DATE: Sunday, December 24, 1995              TAG: 9512270014
SECTION: EDITORIAL                PAGE: B-2  EDITION: METRO  


'LESS FORTUNATE' SCORING THE BUDGET

WE USED to refer to them as people "less fortunate than ourselves." We think about them at Christmastime. We should know that, in the next few years, their ranks may grow and their already hard lives deteriorate.
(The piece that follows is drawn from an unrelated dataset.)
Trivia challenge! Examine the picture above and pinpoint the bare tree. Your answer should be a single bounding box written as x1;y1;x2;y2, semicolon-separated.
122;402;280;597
Never mind who wins or loses among the politicians in the ridiculous budget battle. Let's focus on the population likeliest to lose under the plan that emerges: the poor.

The GOP leadership insists it wants to help, not hurt, the struggling and the destitute: help them find opportunity, help them escape dependency.

If that were the case, why isn't there more than inadequate support for child care and health insurance and training needed to help move welfare recipients into jobs?

Why has Congress proposed eliminating the entitlement to basic medical care for the poor? Medicaid covers more than one in five children, half of whom have working parents.

Why eliminate Head Start for 180,000 preschoolers, slash nutritional programs, or cut back the Earned Income Tax Credit, which provides an incentive to work?

And why propose massive tax cuts, tilted toward the well-off, if the intent is to balance the budget and not to redistribute revenues from the weak to the prosperous?

There's a score to keep here more important than the poll ratings of presidents and congressmen.